The prompt: News these days contain a plethora of depressing stuff from floods and wildfires and other environmental problems, to mass shootings, to refuge problems and other political and social crises, to whatever you like as your favourite example. Write a story focused on one or more of these depressing occurrences and give it a happy ending.

The Cabin

by Val Muller

It was his grandfather’s legacy, something he built by hand with old-school craftsmanship, something they didn’t even really teach anymore. As a kid, grandfather’s cabin had always felt more like a bomb shelter to Ryan in that it seemed indestructible. Its worn wooden boards were solid as the Earth. Its door could take a battering from any kind of weather. Visiting the cabin was a perpetual camping trip, a constant game of fetch, an unending wilderness retreat.

As a teen, the cabin sheltered Ryan in a different way. It was impervious to bullying and breakups, to failed chemistry tests and college rejections. Like Walden, it promised a retreat from the monotony and fatigue of life. There was always a fishing trip to be taken, a stroll to be had in the woods, a fire to be built in its stout little potbelly stove. It had been a place for grandfather to bestow his ancient wisdom, and a place to remember the old man after he had passed.

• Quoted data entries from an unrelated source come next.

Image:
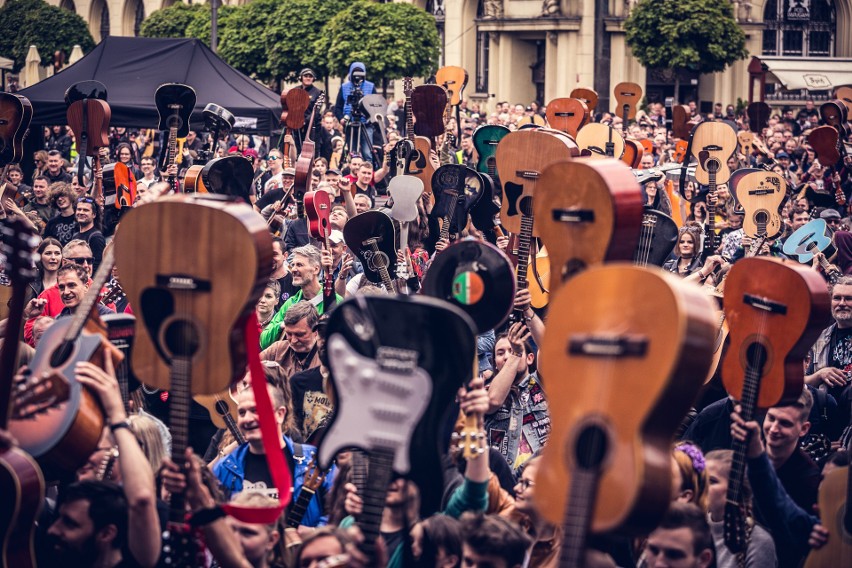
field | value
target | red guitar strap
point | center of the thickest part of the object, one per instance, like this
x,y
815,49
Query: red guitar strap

But not even grandfather’s cabin could withstand the forest fire. Ryan was lucky he got out alive. He’d been there not twenty-four hours before the whole forest was put under mandatory evacuation. He left without a sight of fire, with only the faintest scent of smoke on the wind. He read later that a father and son on a mere two-hour hike had gotten stuck in the fire and perished just yards from a pond that might have saved their lives.

Yes, Ryan was lucky to have left alive. Now, he returned to a smoldering world, a post-apocalyptic one worse than the most painful breakup or the most misunderstood unit in chemistry. He followed the gravel trail there in his off-roader; the remains of the trail were the only sign that he was in the right place. The cabin, tiny in the dense forest, had been nothing for the fire to consume. A mere side dish for its insatiable appetite.

There, in the ashes, stood the stone steps grandfather had stacked himself, still mostly intact. And in the corner of what used to be the cabin, the potbelly stove, black as ever and the only thing that seemed remotely okay to have witnessed such flames, next to a charred chimney.

“I’m sorry, grandfather,” Ryan whispered. He remembered his grandfather’s words, the ones repeated in the will and testament. Take care of the cabin as I did and bequeath it to your children’s children.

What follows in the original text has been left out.